Take the magnificent Long Jing (Dragon Well) tea from Hangzhou in Zhejiang Province. Long Jing green tea can be made in many places, but the greatest Long Jing comes the Long Jing 43 cultivar grown on slopes and hillocks near Hangzhou’s West Lake, and prepared after careful withering by hand wok firing.
The soapy-mineral Tieguanyin (Iron Goddess of Mercy) is another popular tea style (it’s an oolong this time, and Tieguanyin is also the name of the cultivar), but the greatest has a terroir origin – from the warm, misty mountain benches of Anxi county in Fujian Province.
No visitor to Wuyi Mountain, also in Fujian, will ever forget the stillness and lofty Taoist perspectives of the landscape. I’ve never visited anywhere which evoked Côte Rôtie, the Douro or the Mosel more accurately than Wuyi’s often tiny, sandstone-soiled terraces – where the original Da Hong Pao (Great Red Robe) oolong comes into being.
There are even tea analogies for the maturation of great vintages of wine over time. Carefully aged cakes of ‘Red Seal’ Pu-Erh tea from the 1950s or 1960s (made from the Da Yeh cultivar, grown in Yunnan Province’s Yi Wu region) sell for the equivalent of many thousands of dollars or euros today. (You can find out more about the analogies between tea and wine here.
In Burgundy, at any rate, they now understand this: the first week of November saw an official delegation from Wuyishan (Wuyi Mountain) visit Burgundy, with a series of tastings and debates organised by Jean-Pierre Renard of the Ecole du Vin de Bourgogne; indeed Burgundy itself is planning to set up a wine-tasting school in Wuyi eventually. Exploring the cultural affinities between the two will be fascinating and fruitful.

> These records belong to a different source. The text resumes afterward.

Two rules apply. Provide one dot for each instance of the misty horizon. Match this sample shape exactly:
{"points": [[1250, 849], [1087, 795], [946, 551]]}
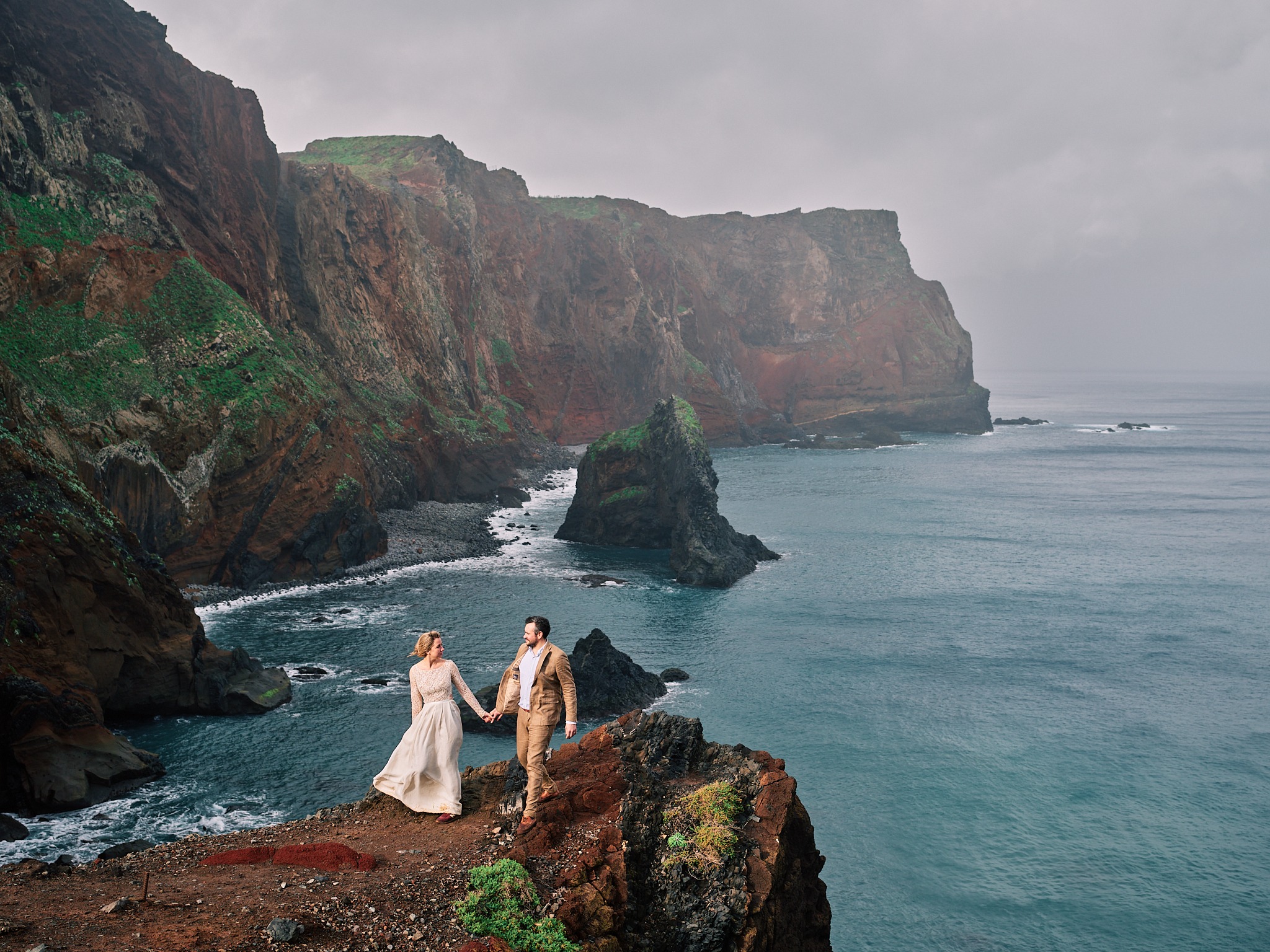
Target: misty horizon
{"points": [[1090, 183]]}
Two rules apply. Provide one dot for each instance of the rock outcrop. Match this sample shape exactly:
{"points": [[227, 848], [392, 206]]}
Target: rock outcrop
{"points": [[93, 627], [602, 860], [629, 889], [607, 682], [653, 487], [247, 356]]}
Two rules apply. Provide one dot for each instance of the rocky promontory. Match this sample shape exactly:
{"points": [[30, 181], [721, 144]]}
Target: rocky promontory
{"points": [[93, 628], [659, 840], [654, 487]]}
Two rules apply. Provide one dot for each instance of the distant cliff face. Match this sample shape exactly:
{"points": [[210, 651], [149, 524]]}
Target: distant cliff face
{"points": [[247, 356], [92, 627]]}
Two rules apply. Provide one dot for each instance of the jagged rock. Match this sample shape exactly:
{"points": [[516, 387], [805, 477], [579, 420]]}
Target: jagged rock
{"points": [[607, 681], [596, 580], [121, 850], [873, 438], [95, 627], [12, 831], [283, 930], [332, 301], [653, 487]]}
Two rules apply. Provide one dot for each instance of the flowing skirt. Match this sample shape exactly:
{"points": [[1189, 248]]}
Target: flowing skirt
{"points": [[424, 771]]}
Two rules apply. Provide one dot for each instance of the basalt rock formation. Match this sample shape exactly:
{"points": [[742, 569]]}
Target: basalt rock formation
{"points": [[93, 627], [629, 889], [246, 356], [653, 487], [607, 682]]}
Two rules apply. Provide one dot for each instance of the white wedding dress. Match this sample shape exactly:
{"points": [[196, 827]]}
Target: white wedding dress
{"points": [[424, 771]]}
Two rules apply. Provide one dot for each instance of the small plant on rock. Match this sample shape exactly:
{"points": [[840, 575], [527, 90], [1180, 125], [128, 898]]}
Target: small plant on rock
{"points": [[703, 832], [500, 903]]}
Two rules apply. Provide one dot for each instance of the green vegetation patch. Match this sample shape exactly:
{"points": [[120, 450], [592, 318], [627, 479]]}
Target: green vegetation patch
{"points": [[195, 338], [694, 366], [582, 208], [703, 832], [500, 903], [628, 439], [375, 159], [48, 223], [625, 493]]}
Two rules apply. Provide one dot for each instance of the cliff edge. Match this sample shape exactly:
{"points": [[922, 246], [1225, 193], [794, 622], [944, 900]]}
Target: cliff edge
{"points": [[620, 860], [654, 487], [93, 627]]}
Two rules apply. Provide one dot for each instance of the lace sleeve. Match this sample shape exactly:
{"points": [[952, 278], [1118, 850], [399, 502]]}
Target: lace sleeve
{"points": [[458, 681]]}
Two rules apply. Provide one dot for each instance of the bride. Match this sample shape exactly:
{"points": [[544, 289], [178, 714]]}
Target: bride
{"points": [[424, 771]]}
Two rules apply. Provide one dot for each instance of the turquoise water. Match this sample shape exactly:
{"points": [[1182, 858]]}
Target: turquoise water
{"points": [[1023, 678]]}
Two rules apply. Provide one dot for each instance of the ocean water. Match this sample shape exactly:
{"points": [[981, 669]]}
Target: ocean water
{"points": [[1023, 679]]}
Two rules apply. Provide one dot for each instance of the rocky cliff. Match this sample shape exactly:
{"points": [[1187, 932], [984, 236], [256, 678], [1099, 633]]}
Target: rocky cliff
{"points": [[246, 356], [653, 487], [603, 861], [92, 627]]}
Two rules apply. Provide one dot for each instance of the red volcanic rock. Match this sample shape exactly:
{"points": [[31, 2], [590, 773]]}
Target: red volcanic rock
{"points": [[323, 856], [92, 627]]}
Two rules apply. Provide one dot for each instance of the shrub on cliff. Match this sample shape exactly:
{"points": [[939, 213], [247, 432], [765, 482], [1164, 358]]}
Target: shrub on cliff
{"points": [[500, 903], [701, 827]]}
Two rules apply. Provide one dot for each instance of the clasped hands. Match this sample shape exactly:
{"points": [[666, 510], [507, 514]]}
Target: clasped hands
{"points": [[569, 729]]}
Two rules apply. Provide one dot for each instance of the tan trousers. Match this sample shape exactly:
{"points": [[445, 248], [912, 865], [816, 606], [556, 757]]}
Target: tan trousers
{"points": [[531, 751]]}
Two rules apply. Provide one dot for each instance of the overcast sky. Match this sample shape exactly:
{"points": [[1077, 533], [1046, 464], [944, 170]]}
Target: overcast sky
{"points": [[1090, 179]]}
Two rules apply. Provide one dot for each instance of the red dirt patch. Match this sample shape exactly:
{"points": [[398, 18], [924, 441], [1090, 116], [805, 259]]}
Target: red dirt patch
{"points": [[324, 856]]}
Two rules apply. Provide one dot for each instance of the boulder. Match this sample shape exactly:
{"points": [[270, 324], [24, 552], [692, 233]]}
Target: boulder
{"points": [[12, 831], [654, 487], [609, 682], [121, 850]]}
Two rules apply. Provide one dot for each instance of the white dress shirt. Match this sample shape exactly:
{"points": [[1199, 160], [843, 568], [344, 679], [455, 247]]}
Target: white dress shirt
{"points": [[528, 667]]}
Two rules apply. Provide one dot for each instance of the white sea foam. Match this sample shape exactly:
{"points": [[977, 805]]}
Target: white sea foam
{"points": [[151, 813]]}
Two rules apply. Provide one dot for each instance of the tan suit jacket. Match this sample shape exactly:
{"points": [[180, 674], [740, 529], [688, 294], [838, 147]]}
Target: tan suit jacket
{"points": [[553, 689]]}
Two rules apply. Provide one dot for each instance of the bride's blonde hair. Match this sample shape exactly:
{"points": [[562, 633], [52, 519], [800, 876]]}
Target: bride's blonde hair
{"points": [[425, 644]]}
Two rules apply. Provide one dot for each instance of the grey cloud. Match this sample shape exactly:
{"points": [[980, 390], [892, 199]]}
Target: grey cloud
{"points": [[1091, 180]]}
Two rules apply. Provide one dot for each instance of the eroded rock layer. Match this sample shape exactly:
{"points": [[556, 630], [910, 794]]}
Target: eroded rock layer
{"points": [[654, 487], [93, 627], [246, 356]]}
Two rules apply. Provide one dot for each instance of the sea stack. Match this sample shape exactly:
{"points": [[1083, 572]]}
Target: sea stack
{"points": [[653, 487]]}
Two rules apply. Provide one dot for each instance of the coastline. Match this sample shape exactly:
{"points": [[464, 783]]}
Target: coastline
{"points": [[426, 532]]}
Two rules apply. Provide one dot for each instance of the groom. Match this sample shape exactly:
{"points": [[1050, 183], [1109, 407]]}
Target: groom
{"points": [[536, 685]]}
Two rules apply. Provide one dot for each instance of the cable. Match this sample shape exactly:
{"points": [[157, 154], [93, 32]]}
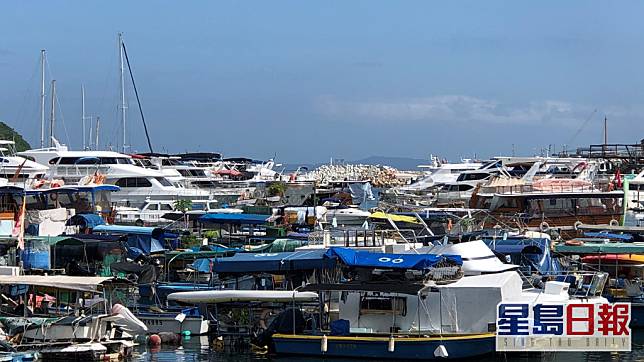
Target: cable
{"points": [[582, 126], [136, 92]]}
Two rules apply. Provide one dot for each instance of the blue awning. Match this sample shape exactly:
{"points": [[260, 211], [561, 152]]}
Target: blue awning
{"points": [[606, 235], [351, 257], [242, 263], [124, 229], [237, 219], [86, 220]]}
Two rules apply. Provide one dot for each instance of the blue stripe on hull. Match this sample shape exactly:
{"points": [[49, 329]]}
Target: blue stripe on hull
{"points": [[379, 349], [637, 315]]}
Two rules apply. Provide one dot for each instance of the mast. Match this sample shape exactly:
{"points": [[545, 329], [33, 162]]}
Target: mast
{"points": [[605, 131], [52, 124], [42, 98], [89, 139], [83, 114], [98, 124], [122, 81]]}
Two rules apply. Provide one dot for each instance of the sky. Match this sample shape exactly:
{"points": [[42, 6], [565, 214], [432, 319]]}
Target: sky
{"points": [[308, 80]]}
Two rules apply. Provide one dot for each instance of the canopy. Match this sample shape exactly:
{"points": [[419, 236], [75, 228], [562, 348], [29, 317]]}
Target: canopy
{"points": [[237, 219], [394, 217], [146, 239], [85, 284], [242, 263], [351, 257]]}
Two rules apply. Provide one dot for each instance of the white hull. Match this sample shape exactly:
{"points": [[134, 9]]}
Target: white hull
{"points": [[158, 324]]}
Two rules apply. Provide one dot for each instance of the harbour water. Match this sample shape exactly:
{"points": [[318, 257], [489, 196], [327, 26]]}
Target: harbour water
{"points": [[195, 349]]}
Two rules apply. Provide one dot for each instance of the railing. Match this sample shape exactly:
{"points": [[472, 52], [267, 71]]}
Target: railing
{"points": [[360, 237]]}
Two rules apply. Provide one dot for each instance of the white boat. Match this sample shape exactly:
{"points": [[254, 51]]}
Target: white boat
{"points": [[137, 184], [174, 323], [228, 296], [16, 168], [346, 216]]}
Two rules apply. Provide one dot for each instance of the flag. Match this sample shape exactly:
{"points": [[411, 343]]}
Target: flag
{"points": [[618, 178], [19, 227]]}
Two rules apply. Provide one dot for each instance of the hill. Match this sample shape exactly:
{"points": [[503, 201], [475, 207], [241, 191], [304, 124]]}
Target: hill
{"points": [[8, 133]]}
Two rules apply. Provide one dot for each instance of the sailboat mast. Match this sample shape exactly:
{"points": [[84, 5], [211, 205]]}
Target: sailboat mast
{"points": [[83, 114], [98, 124], [123, 106], [52, 124], [42, 98]]}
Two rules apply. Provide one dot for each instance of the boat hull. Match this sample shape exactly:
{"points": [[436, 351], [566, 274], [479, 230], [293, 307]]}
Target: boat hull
{"points": [[378, 347], [169, 324]]}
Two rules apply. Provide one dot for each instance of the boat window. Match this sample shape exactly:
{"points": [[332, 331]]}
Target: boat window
{"points": [[384, 305], [103, 200], [198, 206], [67, 160], [133, 182], [163, 181], [473, 176]]}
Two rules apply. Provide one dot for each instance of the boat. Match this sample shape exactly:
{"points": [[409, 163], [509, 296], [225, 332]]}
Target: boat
{"points": [[229, 296], [137, 184]]}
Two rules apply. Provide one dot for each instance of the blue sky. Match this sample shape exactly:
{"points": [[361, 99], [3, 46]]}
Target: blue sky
{"points": [[317, 79]]}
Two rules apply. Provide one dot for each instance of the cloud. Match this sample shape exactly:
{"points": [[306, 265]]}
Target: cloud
{"points": [[450, 108]]}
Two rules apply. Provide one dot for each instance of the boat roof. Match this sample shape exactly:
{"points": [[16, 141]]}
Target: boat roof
{"points": [[238, 219], [601, 248], [86, 284], [563, 195]]}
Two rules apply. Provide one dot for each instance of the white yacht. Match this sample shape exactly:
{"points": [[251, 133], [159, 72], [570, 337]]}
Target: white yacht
{"points": [[16, 168], [156, 212], [137, 184]]}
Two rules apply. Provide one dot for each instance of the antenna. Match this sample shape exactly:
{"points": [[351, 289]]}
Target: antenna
{"points": [[52, 122], [98, 123], [605, 131], [42, 98], [83, 115], [122, 80]]}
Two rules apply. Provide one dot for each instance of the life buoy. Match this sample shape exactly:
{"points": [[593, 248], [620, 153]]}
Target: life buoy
{"points": [[39, 183], [577, 224], [574, 242], [86, 180]]}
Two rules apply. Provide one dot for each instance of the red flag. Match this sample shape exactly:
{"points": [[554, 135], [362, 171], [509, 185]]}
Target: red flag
{"points": [[19, 227]]}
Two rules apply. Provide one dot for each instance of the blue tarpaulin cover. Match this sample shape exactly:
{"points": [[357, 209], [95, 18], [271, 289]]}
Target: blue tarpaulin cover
{"points": [[241, 263], [351, 257], [238, 219]]}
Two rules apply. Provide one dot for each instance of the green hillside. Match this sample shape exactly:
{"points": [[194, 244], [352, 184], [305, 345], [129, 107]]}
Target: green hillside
{"points": [[8, 133]]}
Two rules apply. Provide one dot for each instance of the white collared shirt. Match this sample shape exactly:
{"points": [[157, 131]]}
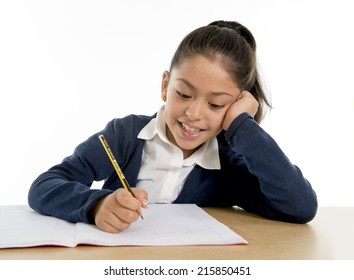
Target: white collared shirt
{"points": [[163, 169]]}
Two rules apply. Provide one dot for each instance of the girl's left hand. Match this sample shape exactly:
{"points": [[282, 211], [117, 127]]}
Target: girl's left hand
{"points": [[245, 103]]}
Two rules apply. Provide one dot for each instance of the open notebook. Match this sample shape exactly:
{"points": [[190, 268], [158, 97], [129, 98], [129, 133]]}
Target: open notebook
{"points": [[163, 225]]}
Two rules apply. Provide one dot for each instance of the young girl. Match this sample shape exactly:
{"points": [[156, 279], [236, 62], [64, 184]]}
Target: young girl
{"points": [[204, 146]]}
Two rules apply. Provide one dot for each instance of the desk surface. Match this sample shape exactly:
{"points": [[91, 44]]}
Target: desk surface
{"points": [[328, 236]]}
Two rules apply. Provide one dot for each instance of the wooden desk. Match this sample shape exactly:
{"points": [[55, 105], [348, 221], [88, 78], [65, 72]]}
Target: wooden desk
{"points": [[328, 236]]}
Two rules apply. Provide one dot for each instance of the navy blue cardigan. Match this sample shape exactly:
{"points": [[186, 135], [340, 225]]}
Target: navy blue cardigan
{"points": [[255, 175]]}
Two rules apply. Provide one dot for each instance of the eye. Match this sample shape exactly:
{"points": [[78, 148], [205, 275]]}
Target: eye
{"points": [[182, 95], [216, 106]]}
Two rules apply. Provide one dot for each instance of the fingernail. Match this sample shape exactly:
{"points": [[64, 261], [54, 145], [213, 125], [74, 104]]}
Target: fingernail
{"points": [[145, 203]]}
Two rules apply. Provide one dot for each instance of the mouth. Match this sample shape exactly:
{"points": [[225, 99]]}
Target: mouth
{"points": [[193, 131]]}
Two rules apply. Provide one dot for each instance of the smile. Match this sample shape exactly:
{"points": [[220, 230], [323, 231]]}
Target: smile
{"points": [[191, 130]]}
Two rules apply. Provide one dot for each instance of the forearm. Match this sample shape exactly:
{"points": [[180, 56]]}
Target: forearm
{"points": [[282, 183]]}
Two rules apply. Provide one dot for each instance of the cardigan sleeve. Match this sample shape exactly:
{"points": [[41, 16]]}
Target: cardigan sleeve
{"points": [[284, 193], [64, 190]]}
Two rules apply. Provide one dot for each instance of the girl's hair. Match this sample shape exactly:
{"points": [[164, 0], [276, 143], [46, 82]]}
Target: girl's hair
{"points": [[236, 46]]}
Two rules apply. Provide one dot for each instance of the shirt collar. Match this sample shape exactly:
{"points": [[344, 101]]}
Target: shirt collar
{"points": [[207, 156]]}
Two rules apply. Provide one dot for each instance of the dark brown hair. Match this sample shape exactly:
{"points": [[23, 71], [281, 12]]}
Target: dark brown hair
{"points": [[236, 46]]}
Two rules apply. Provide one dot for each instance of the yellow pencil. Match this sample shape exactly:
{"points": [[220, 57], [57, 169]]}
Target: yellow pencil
{"points": [[116, 166]]}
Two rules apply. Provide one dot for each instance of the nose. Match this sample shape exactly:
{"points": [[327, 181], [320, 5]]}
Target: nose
{"points": [[195, 111]]}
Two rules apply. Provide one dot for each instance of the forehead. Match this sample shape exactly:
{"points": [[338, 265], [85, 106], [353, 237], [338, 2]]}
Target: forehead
{"points": [[203, 72]]}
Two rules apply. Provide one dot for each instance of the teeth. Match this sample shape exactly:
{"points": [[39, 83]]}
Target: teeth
{"points": [[190, 129]]}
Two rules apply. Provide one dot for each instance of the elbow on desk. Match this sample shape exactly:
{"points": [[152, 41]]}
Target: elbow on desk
{"points": [[303, 213]]}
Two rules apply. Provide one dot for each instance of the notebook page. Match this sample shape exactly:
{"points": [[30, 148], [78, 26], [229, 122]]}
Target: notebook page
{"points": [[165, 225]]}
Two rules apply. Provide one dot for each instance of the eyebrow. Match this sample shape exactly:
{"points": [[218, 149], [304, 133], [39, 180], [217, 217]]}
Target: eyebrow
{"points": [[191, 86]]}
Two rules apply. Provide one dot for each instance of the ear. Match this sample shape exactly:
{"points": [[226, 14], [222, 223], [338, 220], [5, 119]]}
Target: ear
{"points": [[164, 85]]}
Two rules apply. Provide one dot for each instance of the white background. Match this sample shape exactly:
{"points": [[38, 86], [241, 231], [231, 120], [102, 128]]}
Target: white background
{"points": [[69, 67]]}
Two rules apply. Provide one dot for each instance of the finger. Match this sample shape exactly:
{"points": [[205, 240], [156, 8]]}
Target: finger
{"points": [[142, 196], [112, 224], [127, 200]]}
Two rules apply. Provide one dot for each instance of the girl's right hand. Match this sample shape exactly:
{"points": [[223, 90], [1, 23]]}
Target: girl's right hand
{"points": [[115, 212]]}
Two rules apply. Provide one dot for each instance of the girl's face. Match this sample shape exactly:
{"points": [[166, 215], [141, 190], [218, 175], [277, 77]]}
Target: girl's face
{"points": [[198, 94]]}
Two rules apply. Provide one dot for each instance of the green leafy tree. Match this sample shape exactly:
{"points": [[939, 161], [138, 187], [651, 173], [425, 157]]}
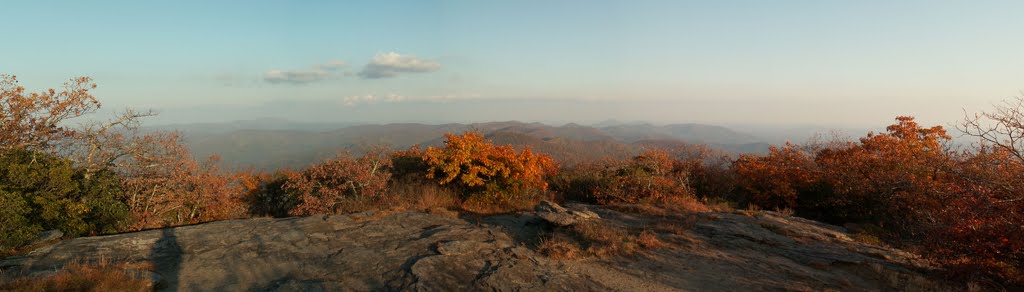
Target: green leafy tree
{"points": [[42, 192]]}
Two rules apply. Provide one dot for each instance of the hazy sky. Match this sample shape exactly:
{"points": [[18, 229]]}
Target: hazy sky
{"points": [[832, 63]]}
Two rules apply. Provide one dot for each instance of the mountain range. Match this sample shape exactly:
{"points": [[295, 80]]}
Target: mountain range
{"points": [[268, 144]]}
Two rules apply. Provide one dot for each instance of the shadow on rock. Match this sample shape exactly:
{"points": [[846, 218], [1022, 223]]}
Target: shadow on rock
{"points": [[166, 256]]}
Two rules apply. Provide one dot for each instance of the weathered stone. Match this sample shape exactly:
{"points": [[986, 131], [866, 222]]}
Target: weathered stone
{"points": [[558, 215], [422, 251], [47, 236]]}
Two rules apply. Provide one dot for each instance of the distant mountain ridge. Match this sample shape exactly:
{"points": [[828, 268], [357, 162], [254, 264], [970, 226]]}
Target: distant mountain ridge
{"points": [[255, 144]]}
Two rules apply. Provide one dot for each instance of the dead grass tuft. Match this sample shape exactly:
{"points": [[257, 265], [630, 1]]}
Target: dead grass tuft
{"points": [[648, 239], [101, 276]]}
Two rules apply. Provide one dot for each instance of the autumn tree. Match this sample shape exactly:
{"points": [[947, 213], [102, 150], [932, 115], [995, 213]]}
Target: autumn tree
{"points": [[323, 188], [476, 166], [167, 186], [36, 120], [776, 180]]}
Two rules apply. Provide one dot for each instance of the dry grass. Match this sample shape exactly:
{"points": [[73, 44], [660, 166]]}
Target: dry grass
{"points": [[679, 225], [100, 276], [647, 239]]}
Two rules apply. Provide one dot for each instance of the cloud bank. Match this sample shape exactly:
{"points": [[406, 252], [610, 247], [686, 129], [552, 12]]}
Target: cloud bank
{"points": [[391, 65], [377, 98], [314, 74]]}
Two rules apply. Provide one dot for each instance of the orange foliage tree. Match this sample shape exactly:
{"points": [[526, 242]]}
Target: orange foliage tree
{"points": [[774, 181], [323, 188], [35, 120], [653, 176], [478, 167], [167, 186]]}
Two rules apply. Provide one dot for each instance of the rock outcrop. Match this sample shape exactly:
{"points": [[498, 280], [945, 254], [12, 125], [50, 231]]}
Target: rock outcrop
{"points": [[422, 251]]}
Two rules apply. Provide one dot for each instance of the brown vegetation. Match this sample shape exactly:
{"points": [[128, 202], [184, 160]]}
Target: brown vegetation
{"points": [[963, 208], [97, 277]]}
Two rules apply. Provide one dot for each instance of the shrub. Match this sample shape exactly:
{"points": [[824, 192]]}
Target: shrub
{"points": [[43, 192], [168, 186], [775, 180], [493, 173], [649, 177], [265, 195], [323, 188]]}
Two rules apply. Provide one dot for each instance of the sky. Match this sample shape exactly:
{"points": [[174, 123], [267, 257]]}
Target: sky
{"points": [[772, 63]]}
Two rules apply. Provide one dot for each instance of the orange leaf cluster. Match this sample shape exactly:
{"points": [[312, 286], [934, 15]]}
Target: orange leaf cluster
{"points": [[472, 162]]}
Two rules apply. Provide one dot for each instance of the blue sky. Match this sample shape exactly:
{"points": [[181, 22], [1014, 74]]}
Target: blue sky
{"points": [[829, 63]]}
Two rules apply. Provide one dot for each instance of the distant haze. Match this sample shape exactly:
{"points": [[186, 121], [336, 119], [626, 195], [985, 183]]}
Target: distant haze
{"points": [[849, 64]]}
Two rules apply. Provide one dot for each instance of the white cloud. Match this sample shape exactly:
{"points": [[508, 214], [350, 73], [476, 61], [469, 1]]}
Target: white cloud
{"points": [[295, 76], [391, 64], [376, 98], [332, 65], [314, 74]]}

There was a campaigning edge to the visit, too. Wuyi has already been classified as one of the 936 Unesco World Heritage sites – and that’s something which Burgundy is strenuously attempting to win for itself at present. I wish this amply merited application a fair wind.
I hope, though, that the exchange was two-way. I’ve always found the lack of any kind of official protection for China’s greatest tea styles disturbing. Protected Geographical Status for Hangzhou’s Long Jing, for Anxi’s Tienguanyin and for Wuyi’s Da Hong Pao, as well as for some of the other ‘10,000 teas’ which China claims, would be an excellent idea.